Adding to the area's reputation in the past five or six years has been Stokes County, which has jumped into the top five statewide in total harvest, finishing third last year with 306. Three other northwestern counties -- Watauga, Surry and Yadkin -- all had harvests of at least 130 turkeys.

Even more impressive over the past handful of years has been Caswell and the northern Piedmont, one of the areas that had a smattering of turkeys even in the early 1970s. The most productive areas are north of the I-40/ I-85 corridor, away from the state's most populated urban areas, such as Greensboro, Burlington and Raleigh-Durham.

Besides Caswell's 320 birds taken last spring, Granville ranked fourth in the state with 305 birds, Rockingham was fifth with 291 and Person was eighth with 241.

Seamster doesn't expect his big harvest increase to come in the northwestern corner of the state or in the northern Piedmont.

"I think you'll probably see the big counties level off a little," he said. "They'll bump up and down a bit, depending on the level of the hatch, but I don't anticipate seeing those counties continue to have big increases. Obviously, we've seen some of that over the past few years, but we're reaching the carrying capacity in some of those counties."

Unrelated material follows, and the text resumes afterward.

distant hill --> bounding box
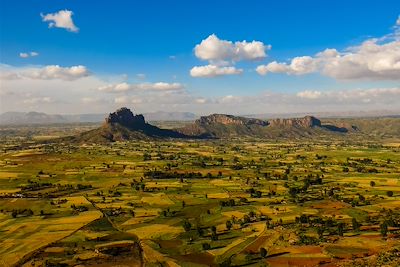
[0,111,197,125]
[177,114,356,138]
[246,110,400,119]
[0,112,68,125]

Seamster's hopes for a 10,000-bird harvest are based on two things: a very successful hatch in the spring of 2004 and the growth and expansion of turkey populations in counties that have not had open seasons for very long.

The commission spent much of the 1980s and 1990s moving and restocking turkeys into areas with suitable habitat but not resident population. Last year, for the first time, all 100 counties in North Carolina had an open spring gobbler season.